What is the purpose of grace?

Primarily, it is to restore man’s relationship with God. When God lays the foundation of this restored relationship, by forgiving our sins as we trust His Son, He does so in order that henceforth we and He may live in fellowship, and what He does in renewing our nature is intended to make us capable of, and actually to lead us into, the exercise of love, trust, delight, hope and obedience Godward- those acts which from our side, made of the reality of fellowship with God, who is constantly making Himself known to us. This is what all the work of grace aims at- an even deeper knowledge of God, and an ever closer fellowship with him. Grace is God drawing us sinners closer and closer to himself.

How does grace prosecute [go about] this purpose?

Not by shielding us from assault by the world, the flesh and the devil, nor by protecting us from the burdensome and frustrating circumstances, nor by shielding us from the troubles created by our own temperament and psychology; but rather by exposing us to all those things, so as to overwhelm us with a sense of our own inadequacy, and to drive us to cling to Him more closely. This is the ultimate reason, from our standpoint, why God fills our lives with troubles and perplexities of one sort and another- it is to ensure that we shall learn to hold Him fast.

The reason why the Bible spends so much time reiterating that God is a strong rock, a firm defence, and a sure refuge and help for the weak, is that God spends so much of His time bringing to us that we are weak, both mentally and morally, and dare not trust ourselves to find, or to follow, the right road. When we walk along a clear road feeling fine, and someone takes our arm to help us, as likely as not we shall impatiently shake him off; but when we are caught in rough country in the dark, with a storm getting up and our strength spent, and someone takes our arm to help us, we shall thankfully lean on him.

Why is life rough and perplexing? 

And God wants us to feel that our way through life is rough and perplexing so that we may learn thankfully to lean on Him. Therefore He takes steps to drive us out of self-confidence to trust in Himself- in the classical biblical phrase for the secret of the godly man’s life, “to wait on the Lord.”

One of the most startling applications of this truth is that God actually uses our sins and mistakes to this end. He employs the educative discipline of failures and mistakes very frequently. It is striking to see how much of the Bible deals with men of God making mistakes, and God chastening them for it. Abraham losing patience and begets Ishmael… Moses killing an Egyptian…David seducing Bathsheba and getting Uriah killed… Jonah running away from God’s call… So we might go on.

But the point to stress is that the human mistake, and the immediate divine displeasure was in no case the end of the story…God can bring good out of the extremes of our folly; God can restore the years that the locust has eaten.

You know what they say about those who never make mistakes? 

They say that those who never make mistakes never make anything; certainly these men made mistakes, but through their mistakes God taught them to know His grace, and to cleave to Him in a way that would never have happened otherwise. 

Is your trouble a sense of failure?
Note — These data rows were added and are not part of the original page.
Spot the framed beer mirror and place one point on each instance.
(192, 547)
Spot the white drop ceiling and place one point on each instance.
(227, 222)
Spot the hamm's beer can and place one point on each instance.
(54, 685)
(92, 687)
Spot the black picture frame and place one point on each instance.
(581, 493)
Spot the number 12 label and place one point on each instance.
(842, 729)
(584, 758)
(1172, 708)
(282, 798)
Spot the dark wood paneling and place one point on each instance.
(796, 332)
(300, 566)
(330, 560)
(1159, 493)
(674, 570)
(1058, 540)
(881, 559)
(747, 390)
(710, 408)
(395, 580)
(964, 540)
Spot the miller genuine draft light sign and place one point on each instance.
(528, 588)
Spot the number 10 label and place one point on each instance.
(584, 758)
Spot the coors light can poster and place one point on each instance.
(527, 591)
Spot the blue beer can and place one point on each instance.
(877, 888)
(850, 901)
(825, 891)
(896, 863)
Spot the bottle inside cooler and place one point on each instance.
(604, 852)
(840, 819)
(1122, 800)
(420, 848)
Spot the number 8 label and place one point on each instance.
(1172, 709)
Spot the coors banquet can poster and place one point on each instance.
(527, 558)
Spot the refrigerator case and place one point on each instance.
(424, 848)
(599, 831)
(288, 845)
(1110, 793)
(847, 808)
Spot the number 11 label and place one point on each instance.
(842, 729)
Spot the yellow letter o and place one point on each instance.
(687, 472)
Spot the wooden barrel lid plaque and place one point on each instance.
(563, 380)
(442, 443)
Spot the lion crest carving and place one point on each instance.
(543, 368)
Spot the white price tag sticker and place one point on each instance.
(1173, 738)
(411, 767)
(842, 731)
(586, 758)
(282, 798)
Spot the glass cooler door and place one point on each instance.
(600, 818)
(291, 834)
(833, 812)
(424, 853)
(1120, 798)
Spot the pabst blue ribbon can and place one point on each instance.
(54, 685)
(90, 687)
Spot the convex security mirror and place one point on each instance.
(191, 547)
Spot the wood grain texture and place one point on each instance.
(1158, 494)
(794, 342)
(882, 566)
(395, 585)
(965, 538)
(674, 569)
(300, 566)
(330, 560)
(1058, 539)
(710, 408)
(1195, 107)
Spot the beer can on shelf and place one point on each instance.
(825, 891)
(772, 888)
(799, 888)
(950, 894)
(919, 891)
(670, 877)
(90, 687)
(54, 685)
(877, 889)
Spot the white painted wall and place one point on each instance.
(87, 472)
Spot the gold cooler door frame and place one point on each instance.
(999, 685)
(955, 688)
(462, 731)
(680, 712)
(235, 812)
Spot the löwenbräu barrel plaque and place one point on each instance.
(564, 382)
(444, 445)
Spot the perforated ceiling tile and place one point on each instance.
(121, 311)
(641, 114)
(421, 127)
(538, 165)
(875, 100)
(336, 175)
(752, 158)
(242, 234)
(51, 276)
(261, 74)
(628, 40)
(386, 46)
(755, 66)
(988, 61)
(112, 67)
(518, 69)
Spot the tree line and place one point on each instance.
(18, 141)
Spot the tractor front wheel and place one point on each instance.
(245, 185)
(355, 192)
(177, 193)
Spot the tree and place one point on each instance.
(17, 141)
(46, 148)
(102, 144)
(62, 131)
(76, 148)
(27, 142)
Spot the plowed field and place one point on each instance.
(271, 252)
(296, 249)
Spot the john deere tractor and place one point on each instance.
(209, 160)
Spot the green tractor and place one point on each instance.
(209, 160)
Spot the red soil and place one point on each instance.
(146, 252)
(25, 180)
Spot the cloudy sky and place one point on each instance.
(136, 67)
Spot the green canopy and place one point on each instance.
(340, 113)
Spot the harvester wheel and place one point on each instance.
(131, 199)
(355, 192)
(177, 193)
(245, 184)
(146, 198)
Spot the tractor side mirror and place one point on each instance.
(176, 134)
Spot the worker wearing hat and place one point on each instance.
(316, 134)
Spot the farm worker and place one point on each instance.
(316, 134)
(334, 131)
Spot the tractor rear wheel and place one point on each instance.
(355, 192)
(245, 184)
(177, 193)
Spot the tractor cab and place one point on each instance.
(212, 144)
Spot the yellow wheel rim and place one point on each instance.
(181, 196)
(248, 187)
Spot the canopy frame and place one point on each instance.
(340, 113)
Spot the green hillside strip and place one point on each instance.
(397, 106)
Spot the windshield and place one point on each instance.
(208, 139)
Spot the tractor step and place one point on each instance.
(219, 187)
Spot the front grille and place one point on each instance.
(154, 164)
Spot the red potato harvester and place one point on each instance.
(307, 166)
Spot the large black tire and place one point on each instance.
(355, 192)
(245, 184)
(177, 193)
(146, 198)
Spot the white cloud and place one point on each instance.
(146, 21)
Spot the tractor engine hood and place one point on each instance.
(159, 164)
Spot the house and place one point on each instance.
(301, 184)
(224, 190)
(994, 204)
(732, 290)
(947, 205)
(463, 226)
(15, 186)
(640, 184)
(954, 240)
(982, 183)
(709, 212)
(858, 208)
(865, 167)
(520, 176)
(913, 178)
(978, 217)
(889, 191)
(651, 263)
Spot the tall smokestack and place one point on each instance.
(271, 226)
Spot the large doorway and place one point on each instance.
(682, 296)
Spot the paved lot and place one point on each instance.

The knowledge of having made some horrible mistake? Go to God, his restoring grace waits for you.

By the way, ladies, if you’re in the Waterford, WI area this weekend, I’d love to meet you at the retreat. It’s about how to count it all joy

And, guess what? It goes right back to knowing our good God.

If you, O LORD, kept a record of sins, O Lord, who could stand?

But with you there is forgiveness; therefore you are feared.

I wait for the LORD, my soul waits, and in his word I put my hope.

My soul waits for the Lord more than watchmen wait for the morning, more than watchmen wait for the morning.

O Israel, put your hope in the LORD, for with the LORD is unfailing love and with him is full redemption.